要は、現時点では、PFASの人体への影響については分かっていることが少なく、そのため規制は導入されていないものの、安全・安心の観点から、あくまで一つの目安として「50ng/L」を超えないようにしましょう、ということが国により定められています。

柏市においては、令和3年から本年にかけて国・県・市が実施した複数の調査において、公共用水域については、下手賀沼中央や金山落の名内橋において「50ng/L」を超える値が検出されています。また、地下水についても、上記暫定指針値を超過した水路周辺(概ね200メートル)の井戸のいくつかにおいて、「50ng/L」を超える値が検出されました。繰り返しになりますが、この値を超えたからといって必ずしも人体に悪影響があるとは言い切れず、あくまで目安である点にご留意頂ければと思います。

他方、今年の6月、8月、11月の3度に渡って行われた柏市内の水道水の水質検査においては、全ての水源地及び管末給水栓において、50ng/Lを遥かに下回る5ng/L以下の値が測定されています。

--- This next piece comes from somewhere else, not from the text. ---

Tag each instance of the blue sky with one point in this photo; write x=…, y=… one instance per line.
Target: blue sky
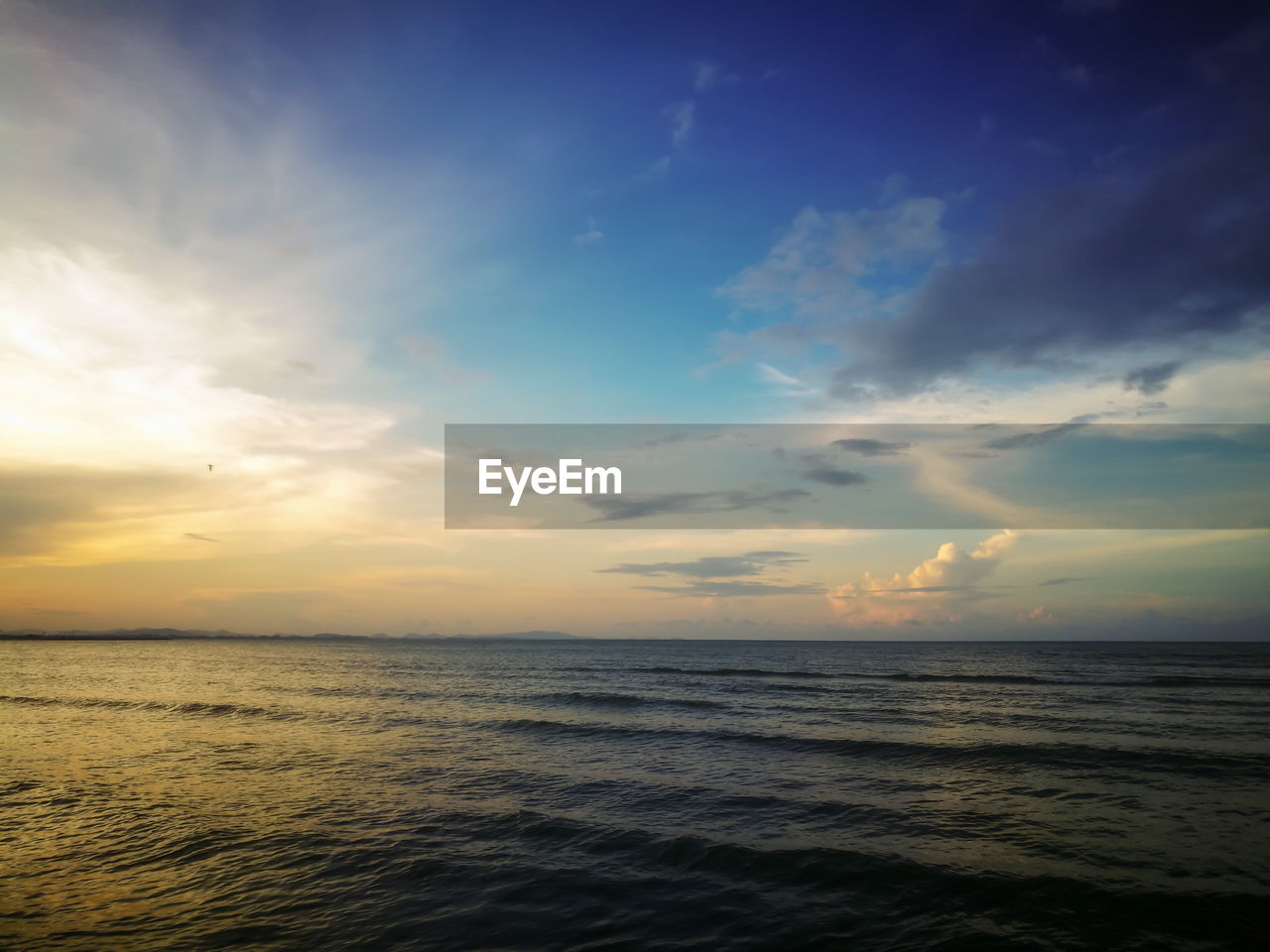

松本いずみはこの問題について、次のように考えています。まず、PFASが人体に及ぼす影響については不明確なことが多いものの、人の健康に関する問題は国民の「安全・安心」に関わるものであり、安全サイドに立って予防的に対応することが重要です。そのため、仮に現時点では科学的知見が明らかではないとしても、安全策をとって、「50ng/L」を超える値が検出された地下水をくみ上げる井戸水は使用しないようにすることが重要です。前述の通り、柏市内の水道水は安心してお使い頂ける状態であるほか、柏市においては、令和6年10月15日(火)~令和7年2月28日(金)までの間、一定の要件を満たす方に対して、浄水器やウォーターサーバーの設置の補助申請も受け付けておりますので、対象となりうる方は是非ご検討頂けますと幸いです。加えて、こうした補助金で対応が十分かどうかについても、引き続き検証していきたいと考えています。

https://www.city.kashiwa.lg.jp/kankyoseisaku/ecosite/suishitsudojo/suishitsu/4511.html

また、市民の皆様のご不安を解消するため、国・県・市の責任で、更なる追加調査を実施すべきだと考えています。その上で、しっかりとした知見の集積に努めた後、速やかに規制導入を始めとする追加の対応を検討すべきだと考えています。

繰り返しになりますが、国民の「安全・安心」に関わる問題については、安全サイドに立ってできる限り速やかに対応することが非常に重要です。松本いずみは、地元の県議・市議の方々と一緒になって、この問題についてしっかりとした対応を進めていきたいと考えています。